Test whether quantitative CTA-derived metrics, the peroneal Bollinger score (luminal stenosis) and LLACS (arterial wall calcification), stratify perioperative risk in fibula free flap (FFF) reconstruction.


Methods

  • Design/setting/LOE: Retrospective cohort, university-affiliated tertiary center; Aug 2021–Mar 2023; outcomes within 90 days. Level III.

  • n: 117 consecutive FFF patients (mean age 56.8; mean BMI 27.0).

  • Imaging protocol: Routine lower-extremity CTA (single-arterial or triple-phase); 3-mm reformats; scores calculated on PACS.

  • Scoring:

    • Bollinger: segmental luminal stenosis on contrast phase, peroneal segment only.

      • Scored 0–15 quantifying luminal stenosis severity/extent; higher = worse donor vessel quality.

    • LLACS: Agatston calcification on non-contrast crural segment.

  • Endpoints: Any complication (infection, hematoma, seroma, fistula, dehiscence, flap failure); length of stay (LOS).

  • Stats: Scores log2(score+1) transformed; logistic regression for complications; Poisson for LOS; ROC cutoffs; combined risk strata (low/moderate/high).
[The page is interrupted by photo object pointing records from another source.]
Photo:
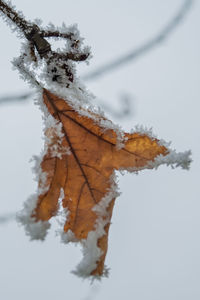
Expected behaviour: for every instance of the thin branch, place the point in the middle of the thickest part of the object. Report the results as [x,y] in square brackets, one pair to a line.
[144,48]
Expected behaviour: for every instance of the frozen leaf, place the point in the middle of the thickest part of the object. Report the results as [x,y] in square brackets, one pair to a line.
[85,173]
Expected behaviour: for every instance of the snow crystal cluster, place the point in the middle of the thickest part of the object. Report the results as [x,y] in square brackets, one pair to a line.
[74,92]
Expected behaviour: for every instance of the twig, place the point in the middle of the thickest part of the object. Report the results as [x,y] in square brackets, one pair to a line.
[37,42]
[143,49]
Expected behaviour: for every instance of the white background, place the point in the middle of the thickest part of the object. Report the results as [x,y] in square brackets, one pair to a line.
[154,238]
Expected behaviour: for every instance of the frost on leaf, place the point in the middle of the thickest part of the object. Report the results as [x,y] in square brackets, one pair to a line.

Adjusted for BMI, gender, smoking, ASA, CCI.


Results

  • Complications: 42/117 (35.9%); infection 23.9%; dehiscence 8.5%; fistula 4.3%; hematoma 3.4%; flap failure 3.4%. Median LOS 11 days.

  • Primary outcome: Increasing Bollinger score → any complication (unadj OR 2.10; adj OR 2.23, p=0.044).

  • Flap failure (signal): Unadjusted OR 3.38 (p=0.035); multivariate not estimable due to low events.

  • LOS: Higher Bollinger associated with longer LOS (β=1.27, p<0.001).

  • ROC cutoffs: Bollinger 0.5 (OR 3.95 for any complication); LLACS 8.4 (NS).

  • LLACS alone: No independent association with overall complications; trend for fistula (unadj OR 1.25; adjusted borderline).

  • Combined risk matrix: High-risk (both above cutoffs) → OR 8.36 vs low-risk for any complication.


Conclusion

Quantitative CTA scoring—especially the peroneal Bollinger score—adds actionable risk stratification for FFF; pairing it with LLACS further isolates a very high-risk cohort.


Strengths & limitations

  • Strengths: First quantitative, vessel-specific assessment in FFF; standardized CTA protocol; multivariable modeling; creation of a pragmatic risk matrix.

  • Limitations: Retrospective, single-center; 90-day horizon only; exclusion of severe peroneal occlusions (selection bias); modest event counts limited failure modeling.  


Critiques and questions

  • Generalizability & thresholds: Cutoffs (Bollinger ≥0.5; LLACS ≥8.4) have modest AUCs and wide CIs; they should be prospectively validated across centers with standardized CTA phases/recons. The highest complication-specific OR is risk for hematoma, which has questionable relationship to atherosclerotic occlusion.

  • Causality vs correlation: Bollinger is vessel-specific (plausible pathophysiology), but residual confounding (e.g., smoking intensity, diabetes severity) may persist despite adjustment. Event counts limit failure modeling.

  • Implementation: Reporting Bollinger routinely requires minimal extra time if radiology templates include a peroneal segment score, but may be difficult for surgeons alone to implement.